A nivel emocional el daño es mayor, afectando a todas las escalas de una estructura de personalidad en formación, con problemas de ansiedad, ira, depresión, trastornos del apego, del autoconcepto e incluso trastornos de conducta en la adolescencia y edad adulta. En la infancia todo eso se traducirá en problemas de comportamiento tales como conducta agresiva hacia iguales o hacia animales, rabietas, comportamiento disruptivo, hiperactividad, habilidades sociales muy pobres, falta de empatía, aislamiento y depresión.

El autoconcepto es la imagen de “sí mismo” que el niño construye. Esta construcción la hará con los materiales que le proporciona el entorno, esencialmente sus padres, a través de quienes se identifica, es decir, el niño adquiere el autoconcepto mediante un proceso de imitación en el que incorpora en sus propios esquemas las conductas y creencias de aquellas personas que son más importantes para él. Así, no es difícil entender, que cuando dichas creencias y conductas son tóxicas y de maltrato para con los otros, ese será el esquema de sí mismo interiorizado por el niño y que más adelante desplegará en su forma de relacionarse con los otros.

Emociones como la culpa, la impotencia y la rabia son compañeros de viaje en la infancia de aquellos niños que ven como uno de sus progenitores maltrata al otro. Culpa porque los niños menores de cuatro o cinco años aún no tienen desarrollada por completo la teoría de la mente, etapa del desarrollo a través de la cual pueden empezar a ponerse en el lugar de otro y entender que no todo gira en torno a ellos (el egocentrismo infantil es normal, deseable y evolutivo) y por tanto tienden a creer que el dolor, la tristeza y la sumisión de la persona maltratada deben de ser culpa suya, por algo que han hecho aunque no saben muy bien qué. A partir de la edad en que ya son capaces de entender que lo que ocurre puede que no sea culpa suya, entonces sentirán la impotencia que deriva de no poder remediar ni evitar el dolor de alguien a quien quieren profundamente.

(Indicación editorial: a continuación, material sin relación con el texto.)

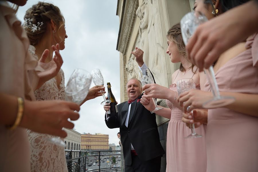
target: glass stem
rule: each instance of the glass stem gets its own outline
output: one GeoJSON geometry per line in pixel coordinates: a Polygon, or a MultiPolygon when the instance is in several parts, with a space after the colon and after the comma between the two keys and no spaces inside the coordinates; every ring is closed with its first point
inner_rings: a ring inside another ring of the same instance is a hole
{"type": "MultiPolygon", "coordinates": [[[[193,117],[193,120],[194,121],[194,114],[193,114],[192,113],[191,113],[192,115],[192,116],[193,117]]],[[[193,124],[191,124],[191,131],[192,131],[192,135],[195,135],[196,134],[196,133],[195,133],[195,127],[194,127],[194,123],[193,124]]]]}
{"type": "Polygon", "coordinates": [[[156,109],[156,108],[158,108],[158,105],[157,105],[157,102],[156,102],[156,100],[155,100],[155,99],[153,97],[152,98],[152,100],[153,101],[153,102],[154,102],[154,105],[155,106],[155,109],[156,109]]]}
{"type": "Polygon", "coordinates": [[[103,91],[103,90],[101,90],[100,91],[100,92],[101,92],[101,94],[102,94],[102,96],[104,100],[106,100],[106,97],[105,97],[105,94],[104,94],[104,91],[103,91]]]}
{"type": "Polygon", "coordinates": [[[204,70],[210,85],[213,96],[215,97],[220,97],[220,95],[219,91],[218,84],[215,78],[215,74],[213,67],[211,66],[208,69],[204,69],[204,70]]]}

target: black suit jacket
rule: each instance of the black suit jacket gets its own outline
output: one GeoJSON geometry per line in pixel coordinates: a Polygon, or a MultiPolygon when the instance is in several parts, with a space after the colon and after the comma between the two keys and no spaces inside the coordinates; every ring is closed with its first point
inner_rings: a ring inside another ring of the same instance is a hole
{"type": "Polygon", "coordinates": [[[127,127],[125,123],[129,107],[127,101],[118,105],[118,115],[110,117],[108,121],[105,115],[108,127],[120,128],[125,164],[132,164],[131,143],[139,158],[142,161],[162,156],[165,152],[160,141],[155,114],[151,113],[136,100],[132,103],[127,127]]]}

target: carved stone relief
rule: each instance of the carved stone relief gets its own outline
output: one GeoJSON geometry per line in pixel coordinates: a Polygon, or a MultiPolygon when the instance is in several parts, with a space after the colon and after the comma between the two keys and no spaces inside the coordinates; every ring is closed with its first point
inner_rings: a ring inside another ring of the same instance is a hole
{"type": "MultiPolygon", "coordinates": [[[[136,16],[140,21],[135,47],[144,51],[144,61],[153,73],[156,83],[168,85],[165,59],[167,57],[165,52],[158,0],[143,0],[136,11],[136,16]]],[[[139,69],[134,59],[131,55],[126,65],[128,79],[139,78],[139,69]]]]}

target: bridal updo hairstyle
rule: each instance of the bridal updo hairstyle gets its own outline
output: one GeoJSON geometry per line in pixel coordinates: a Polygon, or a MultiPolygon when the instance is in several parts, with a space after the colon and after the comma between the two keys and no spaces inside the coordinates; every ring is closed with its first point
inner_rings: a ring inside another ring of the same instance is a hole
{"type": "MultiPolygon", "coordinates": [[[[32,21],[32,24],[35,24],[36,26],[38,22],[43,22],[43,24],[40,26],[40,29],[34,32],[29,28],[24,28],[30,44],[33,45],[37,45],[40,41],[47,29],[47,24],[51,24],[51,20],[57,26],[56,31],[58,34],[61,26],[64,24],[64,19],[59,8],[52,4],[42,2],[39,2],[28,9],[26,11],[24,19],[24,20],[29,19],[32,21]]],[[[61,40],[62,39],[60,37],[59,37],[61,40]]]]}
{"type": "MultiPolygon", "coordinates": [[[[177,23],[169,29],[167,32],[167,38],[170,41],[173,41],[175,43],[179,54],[183,55],[184,57],[187,59],[185,47],[181,33],[180,23],[177,23]]],[[[194,72],[193,71],[194,66],[194,65],[192,64],[191,67],[192,68],[192,71],[195,73],[195,72],[194,72]]],[[[180,64],[180,67],[179,68],[180,71],[186,71],[186,69],[185,69],[182,63],[180,64]]]]}

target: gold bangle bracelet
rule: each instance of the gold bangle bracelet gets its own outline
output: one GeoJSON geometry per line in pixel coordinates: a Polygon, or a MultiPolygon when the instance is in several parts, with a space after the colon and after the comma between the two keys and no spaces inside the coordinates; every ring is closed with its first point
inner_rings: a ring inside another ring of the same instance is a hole
{"type": "Polygon", "coordinates": [[[24,109],[24,101],[23,98],[22,97],[18,97],[17,100],[18,103],[18,110],[17,113],[17,116],[15,122],[12,125],[8,127],[10,130],[13,130],[15,129],[20,124],[22,115],[23,115],[23,110],[24,109]]]}

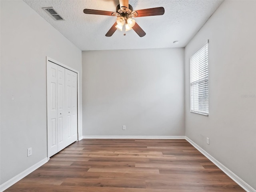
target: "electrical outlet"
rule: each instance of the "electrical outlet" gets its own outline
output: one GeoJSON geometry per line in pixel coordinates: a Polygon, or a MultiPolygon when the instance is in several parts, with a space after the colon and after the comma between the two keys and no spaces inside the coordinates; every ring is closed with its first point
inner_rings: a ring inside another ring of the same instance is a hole
{"type": "Polygon", "coordinates": [[[32,148],[29,148],[27,149],[28,150],[28,156],[30,156],[32,155],[32,148]]]}

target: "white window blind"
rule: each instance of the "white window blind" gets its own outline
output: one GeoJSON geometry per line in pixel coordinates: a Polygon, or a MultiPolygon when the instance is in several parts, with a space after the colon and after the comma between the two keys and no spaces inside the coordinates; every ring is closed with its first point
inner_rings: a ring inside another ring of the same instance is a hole
{"type": "Polygon", "coordinates": [[[190,111],[208,115],[208,40],[190,58],[190,111]]]}

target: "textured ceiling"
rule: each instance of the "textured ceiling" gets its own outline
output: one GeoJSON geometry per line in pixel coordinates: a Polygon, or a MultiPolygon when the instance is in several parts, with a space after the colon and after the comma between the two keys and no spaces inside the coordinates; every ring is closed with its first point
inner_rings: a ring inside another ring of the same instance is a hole
{"type": "Polygon", "coordinates": [[[130,0],[134,10],[162,6],[163,15],[135,18],[146,32],[133,30],[105,34],[116,17],[86,14],[84,8],[116,11],[116,0],[24,0],[82,50],[184,47],[223,0],[130,0]],[[53,7],[65,19],[55,21],[42,8],[53,7]],[[174,44],[173,42],[178,40],[174,44]]]}

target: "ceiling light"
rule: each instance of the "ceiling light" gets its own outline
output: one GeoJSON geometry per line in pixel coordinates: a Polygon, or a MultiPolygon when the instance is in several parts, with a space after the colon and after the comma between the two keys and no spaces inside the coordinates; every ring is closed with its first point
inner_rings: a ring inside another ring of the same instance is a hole
{"type": "Polygon", "coordinates": [[[118,17],[116,19],[116,23],[120,26],[123,26],[125,22],[125,20],[124,17],[118,17]]]}

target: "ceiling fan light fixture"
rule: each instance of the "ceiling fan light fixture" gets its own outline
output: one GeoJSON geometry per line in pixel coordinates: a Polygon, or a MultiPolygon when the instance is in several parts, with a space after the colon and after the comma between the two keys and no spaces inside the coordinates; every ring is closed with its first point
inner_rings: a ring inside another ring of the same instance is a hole
{"type": "Polygon", "coordinates": [[[118,25],[118,24],[116,26],[116,28],[119,30],[120,31],[123,30],[123,26],[118,25]]]}
{"type": "Polygon", "coordinates": [[[135,24],[135,20],[131,18],[128,18],[127,19],[127,23],[129,25],[129,26],[132,28],[135,24]]]}
{"type": "Polygon", "coordinates": [[[116,23],[120,26],[123,26],[125,23],[125,20],[124,17],[118,17],[116,19],[116,23]]]}

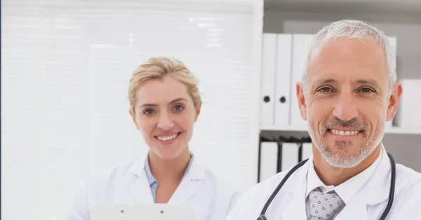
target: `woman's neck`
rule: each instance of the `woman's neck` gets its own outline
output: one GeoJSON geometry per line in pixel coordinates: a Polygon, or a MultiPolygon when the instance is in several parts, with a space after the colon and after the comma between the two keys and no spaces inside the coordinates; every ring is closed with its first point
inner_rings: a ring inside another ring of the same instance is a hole
{"type": "Polygon", "coordinates": [[[163,179],[180,181],[190,162],[188,148],[173,159],[162,159],[151,151],[148,157],[151,172],[159,183],[163,179]]]}

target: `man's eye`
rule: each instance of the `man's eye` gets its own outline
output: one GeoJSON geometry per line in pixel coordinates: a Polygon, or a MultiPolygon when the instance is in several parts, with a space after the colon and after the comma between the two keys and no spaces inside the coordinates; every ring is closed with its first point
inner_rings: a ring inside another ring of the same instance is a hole
{"type": "Polygon", "coordinates": [[[321,92],[333,92],[332,89],[330,88],[328,88],[328,87],[323,87],[323,88],[319,89],[319,91],[321,92]]]}
{"type": "Polygon", "coordinates": [[[369,88],[363,88],[360,90],[360,91],[363,93],[368,93],[368,92],[374,92],[373,90],[369,88]]]}
{"type": "Polygon", "coordinates": [[[145,115],[152,115],[154,114],[154,110],[148,109],[143,111],[143,114],[145,115]]]}
{"type": "Polygon", "coordinates": [[[182,109],[184,109],[184,107],[180,106],[180,104],[178,104],[174,106],[174,110],[175,110],[175,111],[182,111],[182,109]]]}

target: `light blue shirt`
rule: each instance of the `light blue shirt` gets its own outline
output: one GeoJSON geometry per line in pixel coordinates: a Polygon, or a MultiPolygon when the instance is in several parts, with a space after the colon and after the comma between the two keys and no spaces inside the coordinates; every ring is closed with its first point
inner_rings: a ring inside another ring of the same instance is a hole
{"type": "MultiPolygon", "coordinates": [[[[192,161],[193,161],[193,154],[190,153],[190,161],[189,162],[189,165],[187,165],[187,168],[185,172],[185,176],[187,172],[189,172],[189,169],[192,165],[192,161]]],[[[158,181],[156,181],[156,179],[155,179],[155,177],[154,177],[152,172],[151,171],[151,167],[149,166],[149,156],[146,157],[145,162],[145,172],[146,172],[146,176],[147,177],[147,180],[149,181],[151,191],[152,192],[154,202],[156,202],[156,188],[158,188],[158,181]]]]}

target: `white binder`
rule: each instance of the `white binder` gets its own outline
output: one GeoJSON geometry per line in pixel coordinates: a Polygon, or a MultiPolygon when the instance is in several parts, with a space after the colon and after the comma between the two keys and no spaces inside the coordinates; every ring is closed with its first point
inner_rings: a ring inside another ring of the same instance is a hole
{"type": "Polygon", "coordinates": [[[301,151],[301,160],[309,158],[313,153],[313,145],[312,143],[304,143],[302,144],[302,148],[301,151]]]}
{"type": "Polygon", "coordinates": [[[260,143],[260,167],[259,182],[278,172],[278,143],[260,143]]]}
{"type": "Polygon", "coordinates": [[[295,34],[293,36],[293,65],[290,81],[290,125],[305,126],[306,121],[301,118],[297,99],[296,83],[301,81],[307,59],[307,53],[313,40],[313,34],[295,34]]]}
{"type": "Polygon", "coordinates": [[[298,161],[298,145],[295,143],[282,144],[281,171],[286,171],[295,166],[298,161]]]}
{"type": "Polygon", "coordinates": [[[293,35],[279,34],[277,37],[275,84],[275,125],[289,125],[290,75],[293,35]]]}
{"type": "Polygon", "coordinates": [[[260,125],[274,125],[276,34],[265,33],[262,42],[260,125]]]}

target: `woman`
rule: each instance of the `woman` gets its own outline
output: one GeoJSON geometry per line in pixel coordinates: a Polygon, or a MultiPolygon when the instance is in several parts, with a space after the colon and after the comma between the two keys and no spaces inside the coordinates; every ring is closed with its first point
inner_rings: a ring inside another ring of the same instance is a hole
{"type": "Polygon", "coordinates": [[[193,74],[177,60],[149,59],[131,76],[128,99],[147,155],[79,186],[67,219],[90,219],[96,205],[145,202],[187,204],[195,219],[225,219],[239,191],[218,180],[189,151],[201,106],[193,74]]]}

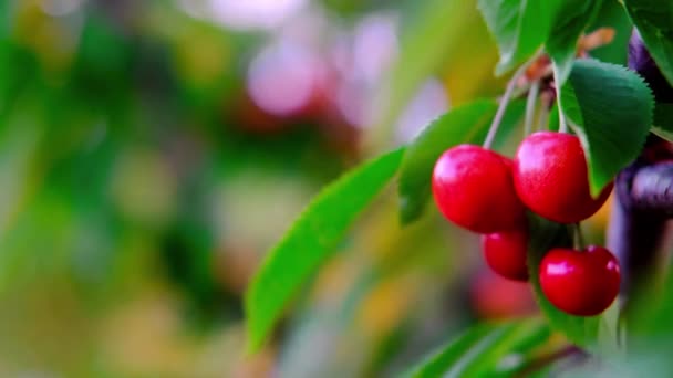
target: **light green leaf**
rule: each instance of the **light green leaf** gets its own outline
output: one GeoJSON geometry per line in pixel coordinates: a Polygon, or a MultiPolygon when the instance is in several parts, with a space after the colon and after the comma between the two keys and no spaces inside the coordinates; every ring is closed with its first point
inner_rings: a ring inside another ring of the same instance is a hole
{"type": "Polygon", "coordinates": [[[652,93],[623,66],[577,60],[560,103],[582,143],[591,193],[598,196],[640,154],[652,125],[652,93]]]}
{"type": "Polygon", "coordinates": [[[328,186],[271,249],[246,292],[248,349],[257,350],[284,307],[332,255],[349,227],[395,175],[403,149],[371,160],[328,186]]]}
{"type": "Polygon", "coordinates": [[[479,324],[439,348],[415,367],[410,376],[485,377],[497,372],[504,357],[539,347],[549,335],[549,327],[539,319],[479,324]]]}
{"type": "Polygon", "coordinates": [[[470,1],[428,0],[417,6],[416,17],[402,34],[398,59],[387,80],[376,90],[373,109],[376,118],[364,138],[365,145],[374,150],[393,139],[395,119],[421,84],[436,74],[451,56],[463,54],[455,46],[465,40],[464,31],[479,33],[483,28],[476,22],[479,14],[470,1]]]}
{"type": "Polygon", "coordinates": [[[556,65],[557,85],[566,83],[577,52],[578,39],[600,9],[600,0],[566,0],[556,9],[546,46],[556,65]]]}
{"type": "Polygon", "coordinates": [[[618,1],[603,0],[601,2],[601,9],[587,28],[587,33],[599,28],[611,28],[614,30],[614,38],[612,42],[591,50],[591,56],[601,62],[625,65],[633,23],[624,7],[618,1]]]}
{"type": "Polygon", "coordinates": [[[530,216],[529,227],[531,238],[528,244],[528,272],[530,285],[542,314],[553,330],[562,333],[572,343],[581,347],[594,345],[598,338],[600,316],[569,315],[552,305],[540,287],[538,271],[545,254],[555,246],[572,244],[568,227],[536,216],[530,216]]]}
{"type": "Polygon", "coordinates": [[[624,6],[650,55],[673,85],[673,2],[625,0],[624,6]]]}
{"type": "MultiPolygon", "coordinates": [[[[482,144],[497,104],[480,99],[452,109],[433,120],[407,147],[400,168],[401,220],[406,224],[423,213],[431,197],[431,180],[437,158],[446,149],[466,143],[482,144]]],[[[507,135],[522,117],[524,102],[514,102],[500,123],[498,136],[507,135]]]]}
{"type": "Polygon", "coordinates": [[[549,34],[557,1],[478,0],[500,51],[496,75],[527,61],[549,34]]]}

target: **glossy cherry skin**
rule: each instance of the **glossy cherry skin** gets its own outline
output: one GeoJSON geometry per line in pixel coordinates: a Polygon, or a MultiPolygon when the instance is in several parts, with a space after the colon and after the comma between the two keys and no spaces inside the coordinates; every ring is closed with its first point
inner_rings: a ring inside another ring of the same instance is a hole
{"type": "Polygon", "coordinates": [[[482,251],[490,269],[505,279],[528,281],[526,229],[482,235],[482,251]]]}
{"type": "Polygon", "coordinates": [[[511,162],[491,150],[473,145],[446,150],[435,164],[432,187],[444,217],[470,231],[511,230],[525,221],[511,162]]]}
{"type": "Polygon", "coordinates": [[[545,296],[559,309],[578,316],[605,311],[619,293],[620,277],[617,259],[602,246],[553,249],[540,263],[545,296]]]}
{"type": "Polygon", "coordinates": [[[591,217],[612,190],[610,183],[592,198],[579,138],[551,132],[535,133],[521,141],[514,159],[514,183],[530,210],[560,223],[591,217]]]}

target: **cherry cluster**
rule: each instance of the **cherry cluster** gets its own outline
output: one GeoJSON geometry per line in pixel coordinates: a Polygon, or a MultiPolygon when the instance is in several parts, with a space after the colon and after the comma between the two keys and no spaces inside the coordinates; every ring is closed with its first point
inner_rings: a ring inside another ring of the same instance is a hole
{"type": "MultiPolygon", "coordinates": [[[[527,209],[559,223],[591,217],[612,183],[593,198],[587,172],[577,136],[537,132],[521,141],[514,160],[475,145],[446,150],[435,164],[432,187],[446,219],[483,234],[485,260],[496,273],[527,281],[527,209]]],[[[603,312],[620,286],[615,256],[597,245],[551,249],[538,274],[549,302],[578,316],[603,312]]]]}

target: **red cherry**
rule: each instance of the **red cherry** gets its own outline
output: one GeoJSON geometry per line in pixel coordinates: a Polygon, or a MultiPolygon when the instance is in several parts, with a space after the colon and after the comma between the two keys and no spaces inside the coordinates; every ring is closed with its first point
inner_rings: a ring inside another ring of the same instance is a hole
{"type": "Polygon", "coordinates": [[[557,248],[540,263],[540,286],[559,309],[593,316],[610,306],[619,293],[620,271],[614,255],[602,246],[586,251],[557,248]]]}
{"type": "Polygon", "coordinates": [[[527,249],[528,232],[525,229],[482,237],[482,250],[486,263],[505,279],[528,280],[527,249]]]}
{"type": "Polygon", "coordinates": [[[479,146],[460,145],[439,157],[433,193],[446,219],[474,232],[511,230],[525,220],[507,158],[479,146]]]}
{"type": "Polygon", "coordinates": [[[591,217],[612,190],[610,183],[592,198],[579,138],[551,132],[535,133],[521,141],[514,160],[514,183],[530,210],[560,223],[591,217]]]}

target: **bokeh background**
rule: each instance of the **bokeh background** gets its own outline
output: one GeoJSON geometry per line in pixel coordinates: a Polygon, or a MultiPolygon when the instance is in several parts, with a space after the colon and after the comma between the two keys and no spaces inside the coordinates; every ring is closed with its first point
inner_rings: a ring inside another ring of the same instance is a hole
{"type": "Polygon", "coordinates": [[[496,62],[474,1],[1,0],[0,376],[389,376],[535,312],[436,210],[401,229],[391,186],[244,354],[247,282],[311,196],[497,96],[496,62]]]}

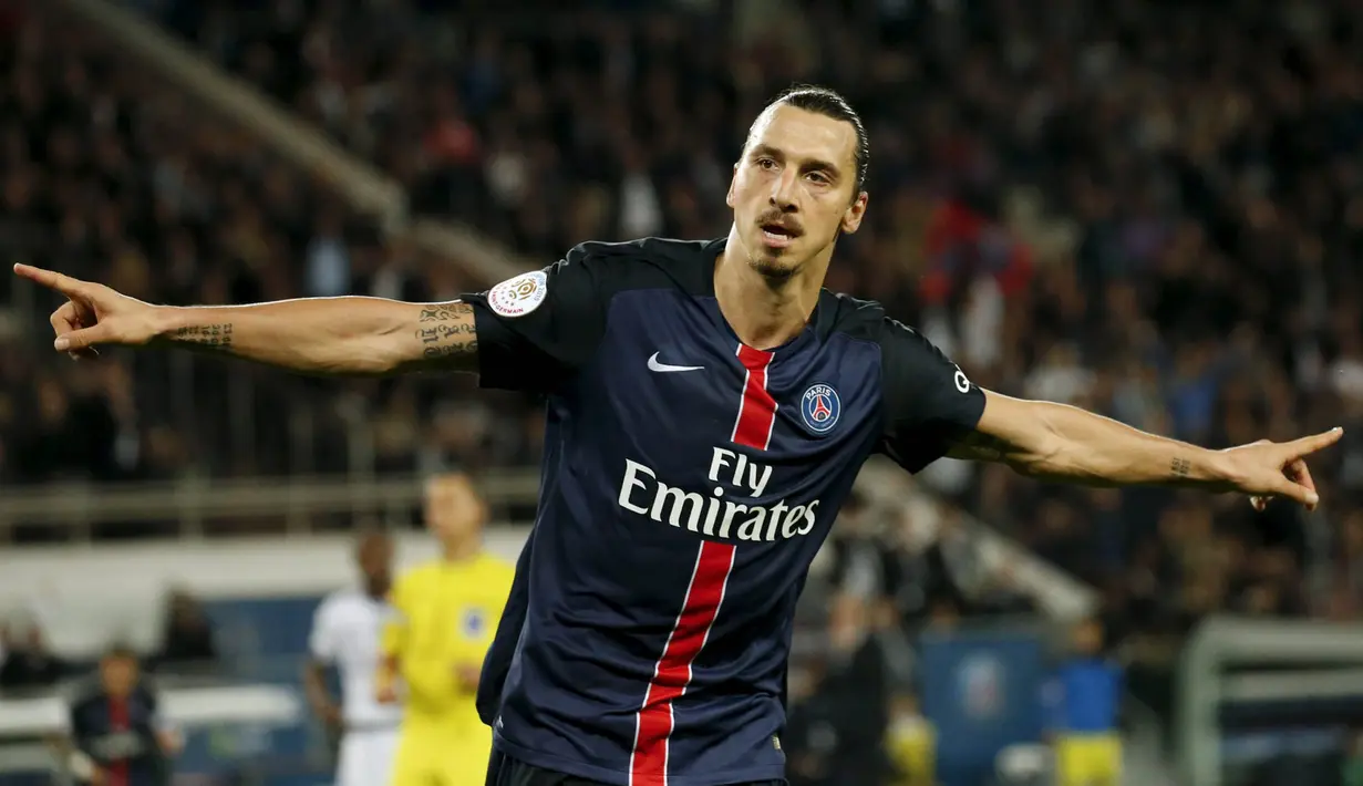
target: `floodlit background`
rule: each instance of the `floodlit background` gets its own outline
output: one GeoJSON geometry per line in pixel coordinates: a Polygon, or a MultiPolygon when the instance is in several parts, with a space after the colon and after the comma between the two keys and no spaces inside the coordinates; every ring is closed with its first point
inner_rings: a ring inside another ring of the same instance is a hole
{"type": "MultiPolygon", "coordinates": [[[[1058,685],[1105,663],[1126,783],[1363,783],[1356,1],[0,0],[0,249],[159,302],[447,298],[582,240],[724,234],[747,124],[796,82],[871,133],[829,286],[977,383],[1214,447],[1351,430],[1311,516],[868,467],[801,612],[792,782],[1052,783],[1104,717],[1058,685]]],[[[188,733],[177,781],[328,783],[298,674],[348,533],[410,564],[418,478],[477,469],[514,559],[538,403],[71,364],[16,283],[0,783],[64,776],[59,687],[113,642],[188,733]]]]}

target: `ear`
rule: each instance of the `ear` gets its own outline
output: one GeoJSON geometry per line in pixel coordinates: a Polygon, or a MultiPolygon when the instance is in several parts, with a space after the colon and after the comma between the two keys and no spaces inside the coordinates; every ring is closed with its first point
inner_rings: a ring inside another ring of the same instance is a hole
{"type": "Polygon", "coordinates": [[[844,234],[853,234],[861,227],[861,218],[866,217],[866,203],[870,200],[867,192],[856,195],[852,204],[848,206],[846,211],[842,213],[841,229],[844,234]]]}

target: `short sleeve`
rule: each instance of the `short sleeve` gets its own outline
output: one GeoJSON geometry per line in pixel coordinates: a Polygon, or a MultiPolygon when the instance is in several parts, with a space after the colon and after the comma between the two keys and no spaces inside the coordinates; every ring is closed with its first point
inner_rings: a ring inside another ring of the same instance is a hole
{"type": "Polygon", "coordinates": [[[323,663],[333,663],[337,659],[339,647],[337,646],[335,605],[327,599],[322,601],[312,614],[312,632],[308,633],[308,653],[323,663]]]}
{"type": "Polygon", "coordinates": [[[932,342],[891,319],[880,332],[880,450],[910,473],[946,455],[979,425],[984,391],[932,342]]]}
{"type": "Polygon", "coordinates": [[[553,392],[596,351],[605,331],[602,263],[586,247],[492,289],[472,304],[483,387],[553,392]]]}

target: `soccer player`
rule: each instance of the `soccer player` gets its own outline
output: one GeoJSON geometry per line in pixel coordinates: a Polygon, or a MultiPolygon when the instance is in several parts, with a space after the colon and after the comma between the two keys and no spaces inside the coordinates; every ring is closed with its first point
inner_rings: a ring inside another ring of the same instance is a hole
{"type": "Polygon", "coordinates": [[[1204,450],[979,388],[878,304],[822,287],[866,214],[867,163],[852,108],[795,89],[748,132],[728,237],[587,242],[453,302],[166,308],[16,270],[68,298],[55,347],[78,356],[188,346],[309,373],[473,372],[545,395],[525,623],[507,633],[488,782],[777,783],[795,602],[871,454],[910,473],[951,455],[1314,508],[1303,456],[1340,439],[1204,450]]]}
{"type": "Polygon", "coordinates": [[[90,786],[165,786],[180,736],[161,718],[136,653],[112,647],[94,684],[71,702],[70,772],[90,786]]]}
{"type": "Polygon", "coordinates": [[[1074,628],[1073,650],[1047,685],[1059,786],[1118,786],[1122,782],[1122,666],[1103,651],[1103,623],[1074,628]]]}
{"type": "Polygon", "coordinates": [[[393,588],[398,616],[384,632],[379,700],[397,702],[405,688],[393,786],[463,786],[483,781],[492,748],[474,696],[512,569],[483,550],[487,507],[465,475],[427,482],[425,520],[442,556],[393,588]]]}
{"type": "Polygon", "coordinates": [[[303,684],[313,714],[328,732],[341,734],[337,786],[386,786],[398,749],[402,710],[375,700],[373,674],[380,662],[383,629],[391,617],[387,597],[393,583],[393,541],[383,533],[361,535],[354,561],[363,586],[338,590],[318,606],[303,684]],[[327,689],[327,666],[341,673],[341,707],[327,689]]]}

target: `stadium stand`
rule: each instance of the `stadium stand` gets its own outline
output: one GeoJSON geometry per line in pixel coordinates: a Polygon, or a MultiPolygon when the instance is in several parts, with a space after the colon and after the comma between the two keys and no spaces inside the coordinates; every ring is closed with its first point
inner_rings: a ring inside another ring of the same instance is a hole
{"type": "MultiPolygon", "coordinates": [[[[1355,4],[127,5],[397,177],[418,211],[544,262],[585,238],[722,233],[743,124],[791,82],[830,83],[872,143],[868,222],[840,249],[831,287],[885,301],[1005,392],[1210,445],[1349,429],[1315,469],[1329,504],[1314,516],[951,462],[921,475],[945,512],[849,511],[807,624],[830,640],[849,617],[874,629],[880,651],[866,658],[886,662],[893,687],[860,655],[849,673],[829,670],[814,647],[792,685],[795,727],[886,692],[898,722],[921,718],[908,689],[919,677],[894,665],[924,658],[924,636],[1035,613],[1007,565],[957,535],[966,515],[1100,590],[1131,688],[1167,722],[1178,655],[1205,617],[1363,613],[1355,4]]],[[[457,260],[387,244],[97,37],[34,16],[0,27],[8,256],[172,302],[436,298],[480,283],[443,264],[457,260]]],[[[521,400],[474,403],[457,381],[318,386],[157,356],[72,373],[25,332],[45,304],[8,281],[0,297],[12,304],[7,484],[536,460],[538,415],[521,400]]],[[[871,726],[890,723],[886,707],[871,726]]],[[[830,783],[818,778],[838,759],[816,738],[792,753],[793,767],[801,753],[810,763],[799,782],[830,783]]],[[[860,753],[840,755],[889,766],[860,753]]]]}

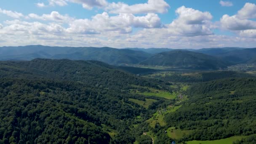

Lo verdaderamente perverso de la exposición infantil al maltrato es lo que los expertos llamamos el “doble vínculo”: el niño recibe dos mensajes contradictorios imposibles de resolver, por un lado está programado para “imitar” la conducta de sus padres aunque esta sea patológica o reprobable y por otro también ve el sufrimiento y el progresivo deterioro de la persona maltratada. El doble vínculo es foco de ansiedad y origen de trastornos posteriores.

Quiero insistir en que el maltrato psicológico (sin maltrato físico) es poderosamente lesivo porque en la mayoría de los casos no es percibido por la víctima como maltrato y por tanto no hará nada para defenderse, sino que tenderá a culpabilizarse cronificando así un daño que afectará siempre a los hijos.

Por otra parte, habría que preguntarse sobre la capacidad educativa y emocional de una persona que es maltratada psicológicamente, qué puede aportar a un niño, de dónde va a sacar la energía que se requiere para criar, la paciencia, la tolerancia, la flexibilidad. Se necesitan ingentes cantidades de recursos psicológicos y emocionales para criar a los hijos incluyendo una gran conciencia sobre cuáles son nuestras limitaciones y nuestras carencias primarias. Se requiere un máximo de estabilidad psíquica para afrontar los retos que supone un hijo. Una persona que sufre el desgaste y el dolor del maltrato aunque no sea consciente de ello, no va a encontrar recursos para nadie que no sean los mínimos que necesita para sí misma, para no ser psicológicamente aniquilada: los hijos quedarán desamparados y el representante de la fuerza y la presunta protección será, dolorosa y patológicamente, el que maltrata. Así se perpetúa la violencia por generaciones, así es como se cierra el círculo que condena a miles de niños a convertirse en víctimas o en verdugos. Adultos que ejercerán, justificarán o sufrirán el maltrato a través de generaciones.

En palabras del neuropsiquiatra chileno Jorge Barudy, “tratar bien a un niño es también darle los utensilios para que desarrolle su capacidad de amar, de hacer el bien y de apreciar lo que es bueno y placentero. Para ello, debemos ofrecerles la posibilidad de vivir en contextos no violentos, donde los buenos tratos, la verdad y la coherencia sean los pilares de su educación”.